15.04.2005 · Trotz der beachtlichen Stellung der katholischen Kirche Amerikas daheim und im Vatikan ist die Wahl eines amerikanischen Papstes unwahrscheinlich. Mißbrauchsskandale und der Ruf nach Reformen stehen im Weg.
Von Matthias Rüb, WashingtonWarum eigentlich nicht: ein Papst aus Nordamerika? Die katholische Kirche der Vereinigten Staaten ist mit 67,3 Millionen Gläubigen in absoluten Zahlen die drittgrößte der Welt.

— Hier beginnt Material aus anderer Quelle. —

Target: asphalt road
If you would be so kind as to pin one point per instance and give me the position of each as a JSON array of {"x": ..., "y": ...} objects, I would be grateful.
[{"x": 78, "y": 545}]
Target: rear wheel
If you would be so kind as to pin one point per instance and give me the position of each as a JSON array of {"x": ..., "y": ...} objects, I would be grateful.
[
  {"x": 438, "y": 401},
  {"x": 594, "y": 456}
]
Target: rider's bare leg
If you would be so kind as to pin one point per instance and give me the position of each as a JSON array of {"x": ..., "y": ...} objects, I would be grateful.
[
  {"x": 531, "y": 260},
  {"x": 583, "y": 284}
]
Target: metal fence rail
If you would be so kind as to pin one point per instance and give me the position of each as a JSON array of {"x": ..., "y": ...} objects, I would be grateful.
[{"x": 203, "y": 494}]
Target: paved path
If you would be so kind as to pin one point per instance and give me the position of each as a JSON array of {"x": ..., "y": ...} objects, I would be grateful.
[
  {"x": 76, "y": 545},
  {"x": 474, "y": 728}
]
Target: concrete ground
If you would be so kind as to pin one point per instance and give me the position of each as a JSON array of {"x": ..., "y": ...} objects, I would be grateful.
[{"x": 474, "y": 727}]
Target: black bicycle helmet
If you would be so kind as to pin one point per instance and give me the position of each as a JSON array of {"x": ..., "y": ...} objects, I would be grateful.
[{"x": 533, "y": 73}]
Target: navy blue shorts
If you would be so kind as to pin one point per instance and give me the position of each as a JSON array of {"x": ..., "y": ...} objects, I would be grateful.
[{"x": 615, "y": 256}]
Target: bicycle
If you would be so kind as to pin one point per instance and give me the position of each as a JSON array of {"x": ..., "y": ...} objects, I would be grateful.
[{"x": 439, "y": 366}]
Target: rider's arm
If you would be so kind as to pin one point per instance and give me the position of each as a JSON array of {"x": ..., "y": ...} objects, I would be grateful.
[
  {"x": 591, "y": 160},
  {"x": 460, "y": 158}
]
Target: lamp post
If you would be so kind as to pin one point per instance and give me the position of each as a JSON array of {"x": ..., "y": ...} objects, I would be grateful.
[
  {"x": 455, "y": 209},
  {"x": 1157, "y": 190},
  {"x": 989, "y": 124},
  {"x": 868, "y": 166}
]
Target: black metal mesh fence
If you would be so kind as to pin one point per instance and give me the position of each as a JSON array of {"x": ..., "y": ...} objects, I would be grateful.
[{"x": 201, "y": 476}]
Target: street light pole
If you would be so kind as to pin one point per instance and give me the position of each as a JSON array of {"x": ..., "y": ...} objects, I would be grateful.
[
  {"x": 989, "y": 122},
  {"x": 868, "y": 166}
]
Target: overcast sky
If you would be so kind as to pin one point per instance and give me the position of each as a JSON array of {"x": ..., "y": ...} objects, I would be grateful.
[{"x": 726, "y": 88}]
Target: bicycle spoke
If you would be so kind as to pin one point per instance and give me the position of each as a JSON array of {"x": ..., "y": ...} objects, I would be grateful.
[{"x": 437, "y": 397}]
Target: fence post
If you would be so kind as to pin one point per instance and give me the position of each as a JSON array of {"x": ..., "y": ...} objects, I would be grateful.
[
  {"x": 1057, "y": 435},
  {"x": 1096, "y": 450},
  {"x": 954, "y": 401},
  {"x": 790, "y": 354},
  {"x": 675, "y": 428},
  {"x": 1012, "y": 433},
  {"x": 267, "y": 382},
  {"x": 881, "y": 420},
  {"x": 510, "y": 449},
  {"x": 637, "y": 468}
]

Die meisten Diözesen in den Vereinigten Staaten gewinnen an Gläubigen, sie sind ethnisch vielfältig und polyglott, der Zustrom der katholischen Immigranten aus Lateinamerika verbindet sich mit dem vitalen Glaubensfundament der Nachfahren der europäischen Einwanderer.
Zweitgrößte nationale Gruppe im Gremium
Wort und Stimme der elf Kardinäle aus den Vereinigten Staaten haben im Konklave erhebliches Gewicht. Sie stellen fast ein Zehntel der 115 wahlberechtigten Kardinäle und sind nach Italien mit 21 Kardinälen die zweitgrößte nationale Gruppe im Gremium.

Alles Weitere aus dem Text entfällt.